# Hillary Clinton Snaps At Student After Question About Bill



## Blake Bowden (Aug 12, 2009)

Funny..

[video=youtube;Uip7OZFGxxY]http://www.youtube.com/watch?v=Uip7OZFGxxY[/video]


----------



## JTM (Aug 12, 2009)

_someone's_ defensive.


----------



## Nate Riley (Aug 12, 2009)

JTM said:


> _someone's_ defensive.



Yep! Or jealous! I don't think she likes for anyone to call him president. He's always got that one on her.


----------



## Wingnut (Aug 12, 2009)

Dismissed by Bill, dismissed by Obama... Ill be damned if Ill be dismissed by a college student!


----------



## xxxxxxl (Aug 12, 2009)

Spreading goodwill throughout the world.


----------



## owls84 (Aug 13, 2009)

My momma told me that if I didn't have anything nice to say then I better say nothing at all. 

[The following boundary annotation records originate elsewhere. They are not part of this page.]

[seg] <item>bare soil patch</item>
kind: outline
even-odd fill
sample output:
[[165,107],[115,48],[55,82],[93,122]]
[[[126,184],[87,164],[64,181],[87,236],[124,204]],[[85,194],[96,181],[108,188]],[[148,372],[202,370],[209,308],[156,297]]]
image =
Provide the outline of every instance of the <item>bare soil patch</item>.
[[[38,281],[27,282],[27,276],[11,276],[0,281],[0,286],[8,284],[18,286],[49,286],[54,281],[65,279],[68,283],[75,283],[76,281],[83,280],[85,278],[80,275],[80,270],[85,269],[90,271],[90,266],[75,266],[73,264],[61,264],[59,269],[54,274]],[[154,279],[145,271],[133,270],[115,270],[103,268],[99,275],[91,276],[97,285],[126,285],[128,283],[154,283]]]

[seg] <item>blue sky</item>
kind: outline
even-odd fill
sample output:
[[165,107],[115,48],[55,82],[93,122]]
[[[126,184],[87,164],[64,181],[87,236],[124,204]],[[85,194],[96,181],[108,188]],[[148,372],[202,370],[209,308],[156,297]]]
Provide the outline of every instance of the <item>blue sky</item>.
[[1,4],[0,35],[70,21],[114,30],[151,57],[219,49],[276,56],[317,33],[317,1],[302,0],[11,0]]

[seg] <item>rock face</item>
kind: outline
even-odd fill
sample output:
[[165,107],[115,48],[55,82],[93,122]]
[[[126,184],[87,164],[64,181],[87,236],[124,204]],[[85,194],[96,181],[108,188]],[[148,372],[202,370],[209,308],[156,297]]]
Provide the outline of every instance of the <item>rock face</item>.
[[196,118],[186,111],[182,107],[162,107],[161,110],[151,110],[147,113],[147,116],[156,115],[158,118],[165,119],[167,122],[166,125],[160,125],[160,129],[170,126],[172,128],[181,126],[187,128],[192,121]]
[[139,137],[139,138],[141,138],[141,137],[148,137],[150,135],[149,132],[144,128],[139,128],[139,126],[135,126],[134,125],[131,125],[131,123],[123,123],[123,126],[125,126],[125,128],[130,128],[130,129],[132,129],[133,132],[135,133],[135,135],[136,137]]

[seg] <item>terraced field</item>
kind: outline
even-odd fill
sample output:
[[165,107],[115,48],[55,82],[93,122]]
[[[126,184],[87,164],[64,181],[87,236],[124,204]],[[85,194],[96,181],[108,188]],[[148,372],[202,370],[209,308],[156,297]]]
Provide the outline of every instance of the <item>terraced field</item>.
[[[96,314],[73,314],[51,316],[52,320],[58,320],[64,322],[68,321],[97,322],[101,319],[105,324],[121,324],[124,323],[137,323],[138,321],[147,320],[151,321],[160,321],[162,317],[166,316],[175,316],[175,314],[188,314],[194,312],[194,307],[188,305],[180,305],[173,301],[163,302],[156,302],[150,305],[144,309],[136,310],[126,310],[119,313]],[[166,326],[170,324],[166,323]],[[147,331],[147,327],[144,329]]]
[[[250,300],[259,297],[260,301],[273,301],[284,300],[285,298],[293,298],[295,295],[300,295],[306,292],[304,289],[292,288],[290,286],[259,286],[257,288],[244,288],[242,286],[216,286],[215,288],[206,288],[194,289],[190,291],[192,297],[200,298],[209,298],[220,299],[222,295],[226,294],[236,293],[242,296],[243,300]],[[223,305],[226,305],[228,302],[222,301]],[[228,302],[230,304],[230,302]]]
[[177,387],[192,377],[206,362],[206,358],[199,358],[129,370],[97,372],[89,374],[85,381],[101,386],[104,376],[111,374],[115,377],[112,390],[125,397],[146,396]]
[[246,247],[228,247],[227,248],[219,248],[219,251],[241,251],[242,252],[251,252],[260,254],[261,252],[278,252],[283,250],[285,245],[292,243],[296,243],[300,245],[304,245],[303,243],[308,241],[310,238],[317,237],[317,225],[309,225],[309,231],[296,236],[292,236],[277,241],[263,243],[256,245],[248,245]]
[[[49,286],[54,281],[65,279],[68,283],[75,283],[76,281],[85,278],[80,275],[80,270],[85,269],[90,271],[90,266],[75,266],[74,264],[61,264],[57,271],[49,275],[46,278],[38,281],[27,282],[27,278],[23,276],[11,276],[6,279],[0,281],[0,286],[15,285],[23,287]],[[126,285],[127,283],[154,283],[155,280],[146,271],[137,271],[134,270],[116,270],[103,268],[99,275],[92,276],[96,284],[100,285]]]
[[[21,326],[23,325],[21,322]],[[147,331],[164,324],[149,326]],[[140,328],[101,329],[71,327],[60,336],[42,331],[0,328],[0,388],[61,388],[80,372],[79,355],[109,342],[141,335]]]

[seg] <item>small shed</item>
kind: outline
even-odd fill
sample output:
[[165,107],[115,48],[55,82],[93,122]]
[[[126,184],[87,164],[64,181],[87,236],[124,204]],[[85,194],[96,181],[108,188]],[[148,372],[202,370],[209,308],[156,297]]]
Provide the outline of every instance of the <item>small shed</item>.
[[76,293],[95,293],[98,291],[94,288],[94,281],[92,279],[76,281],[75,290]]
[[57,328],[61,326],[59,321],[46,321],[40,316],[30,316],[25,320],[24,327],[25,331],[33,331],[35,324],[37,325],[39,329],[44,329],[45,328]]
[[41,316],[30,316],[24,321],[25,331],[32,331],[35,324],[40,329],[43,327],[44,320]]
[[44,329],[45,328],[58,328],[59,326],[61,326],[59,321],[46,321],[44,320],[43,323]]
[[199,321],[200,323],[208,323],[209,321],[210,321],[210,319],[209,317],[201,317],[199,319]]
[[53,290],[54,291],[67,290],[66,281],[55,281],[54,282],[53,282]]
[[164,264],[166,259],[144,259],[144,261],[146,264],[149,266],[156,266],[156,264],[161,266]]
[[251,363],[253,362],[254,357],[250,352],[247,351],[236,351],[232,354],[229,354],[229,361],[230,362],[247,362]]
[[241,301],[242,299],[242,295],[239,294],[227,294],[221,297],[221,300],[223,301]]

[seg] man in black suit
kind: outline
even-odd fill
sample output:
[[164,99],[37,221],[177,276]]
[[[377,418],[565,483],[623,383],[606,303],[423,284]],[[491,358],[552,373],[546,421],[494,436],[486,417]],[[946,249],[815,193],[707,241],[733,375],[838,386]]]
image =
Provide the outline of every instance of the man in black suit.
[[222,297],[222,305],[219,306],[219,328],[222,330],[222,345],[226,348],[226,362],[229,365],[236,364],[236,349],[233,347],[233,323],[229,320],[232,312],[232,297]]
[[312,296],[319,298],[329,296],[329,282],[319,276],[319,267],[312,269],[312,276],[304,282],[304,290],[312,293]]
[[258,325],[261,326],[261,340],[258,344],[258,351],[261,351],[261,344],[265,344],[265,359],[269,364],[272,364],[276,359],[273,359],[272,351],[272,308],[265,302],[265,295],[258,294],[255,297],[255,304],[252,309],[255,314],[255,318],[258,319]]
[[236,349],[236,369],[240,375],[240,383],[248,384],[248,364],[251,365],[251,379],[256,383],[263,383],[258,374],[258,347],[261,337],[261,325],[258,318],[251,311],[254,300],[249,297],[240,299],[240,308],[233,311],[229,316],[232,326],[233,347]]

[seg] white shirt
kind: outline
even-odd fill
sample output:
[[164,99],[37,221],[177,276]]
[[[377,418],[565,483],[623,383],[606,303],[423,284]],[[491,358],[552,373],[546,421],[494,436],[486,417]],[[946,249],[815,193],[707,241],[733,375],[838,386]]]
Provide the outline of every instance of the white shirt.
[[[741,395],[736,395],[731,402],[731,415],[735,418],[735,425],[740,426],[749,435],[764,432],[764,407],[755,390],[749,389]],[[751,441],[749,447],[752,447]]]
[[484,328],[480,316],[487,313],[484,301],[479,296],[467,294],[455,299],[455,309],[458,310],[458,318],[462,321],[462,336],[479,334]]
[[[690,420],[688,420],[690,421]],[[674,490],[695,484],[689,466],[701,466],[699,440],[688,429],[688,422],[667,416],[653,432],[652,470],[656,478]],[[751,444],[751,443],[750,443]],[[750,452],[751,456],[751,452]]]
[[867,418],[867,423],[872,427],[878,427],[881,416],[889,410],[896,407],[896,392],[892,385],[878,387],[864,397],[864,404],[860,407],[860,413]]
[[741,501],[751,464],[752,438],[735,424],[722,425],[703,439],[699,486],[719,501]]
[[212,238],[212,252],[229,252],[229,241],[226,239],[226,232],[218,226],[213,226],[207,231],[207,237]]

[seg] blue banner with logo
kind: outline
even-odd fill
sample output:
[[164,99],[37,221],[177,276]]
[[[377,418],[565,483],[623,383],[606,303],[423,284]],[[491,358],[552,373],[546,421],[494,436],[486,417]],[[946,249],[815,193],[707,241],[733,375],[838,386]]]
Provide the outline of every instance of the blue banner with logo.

I would like to keep my comment to myself.


----------



## Bryan (Aug 13, 2009)

I'm not a Hillary Fan..  however i'm sure that the job she has must be truly frustrating.  But then again, she knew that when she she accepted it.


----------



## Blake Bowden (Aug 13, 2009)

Bryan said:


> I'm not a Hillary Fan..  however i'm sure that the job she has must be truly frustrating.  But then again, she knew that when she she accepted it.



Agreed


----------